随に

まにまに

向き不向き

 

入院するに当たり、夫ひとりに子を丸二日間以上任せることになった。

産院を退院して以降、子と離れた夜はなかった。はじめての父子だけの暮らし。

内心わたしは、ニヤリとしていた。

子と離れるのはさみしいけど、今までわたしがワンオペでどれだけ大変だったのか、身に染みてわかりやがれ!!と夫に対して思っていたのだ。退院した時には、果たして夫から何を言われるだろう、とも思っていた。

 

病院まで迎えに来てくれた夫は平常運転で何ら変わらなく、「大変だった」の「た」の字も無かった。

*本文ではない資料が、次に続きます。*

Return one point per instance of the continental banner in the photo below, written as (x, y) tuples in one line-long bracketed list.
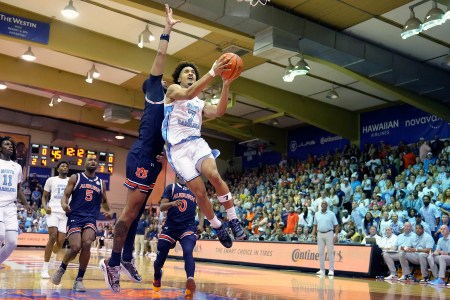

なぜ…「すごくいい子にしてくれてたから、大丈夫だった」と言う。「おかずもあったし」と。(外来受診で入院日程が決まった時点で、保育園お迎えの時間ギリギリまでセブンイレブンの冷凍冷蔵のお惣菜を買い込んで帰ったのが仇となった)

 

毎朝わたしが焼いている卵料理も省略し、洗濯機は回せたけど洗濯物は一度も畳んでない(わたしは一日二回まわすし、洗濯物を翌日に残さない)、部屋は(おそらく)散らかしたまま、人数が少ないのもあるけど食洗機稼働も一日一回のみ(わたしは三回)。

それでも、それでも、夫は気にならないのだ。

「ああ、できなかったやー」で、気にしないのだ。

わたしが帰宅することが確定していた安心感もあるのだろう(わたしが帰ったらやればいいからね…)。

 

自分は夫よりも主婦スキルがあると思っていたが、夫の方が主婦・育児に向いている。今回の件で、そう感じた。

 

家事や育児は圧倒的にわたしの方が経験値が高い。これは変わらない。だのに、夫の方が主婦に向いているのだ。

なぜか。

「気にならない」からだ。

子が栄養バランスの取れた食事を摂れなくても、畳んでいない洗濯物や洗っていない食器が溜まっても、部屋がいくら散らかっても、掃除しなくても、気にならない。夫にとって、さほどの大事ではないのだ。

 

わたしならば、部屋が散らかれば片付けないことには寝覚めが悪いし、シンクに食器が溜まっているだけでストレスを感じる。洗濯物が放置されているのなんて、心にわだかまりがあり過ぎて耐えられないし、子にはタンパク質もビタミン・ミネラルも摂取してほしい、できるだけ楽しい食卓にしたい。理想が高いし、減点方式でいくらやっても「これができなかった」となるのだ。

夫は全く逆。

できなかったことを悔いてストレスを感じることなど皆無のように見える。

そうだ、その調子だ。それで家事育児をやればいいんだー!!!てか、おまえさんが育休取って子を育てらばよかったんだよ!!!!!!と思ったし口に出した。

 

全くこの一年半以上、わたしが毎日まいにちあくせくと育児をがんばり、その合間合間に家事をこなして途中からは仕事までして日々をやっとのことで乗り越えていたのに、夫ときたら……

 

見習いたくもあり、呆れる思いもあり、保育園のお迎え時間も迫っているのもあり、これにて終幕。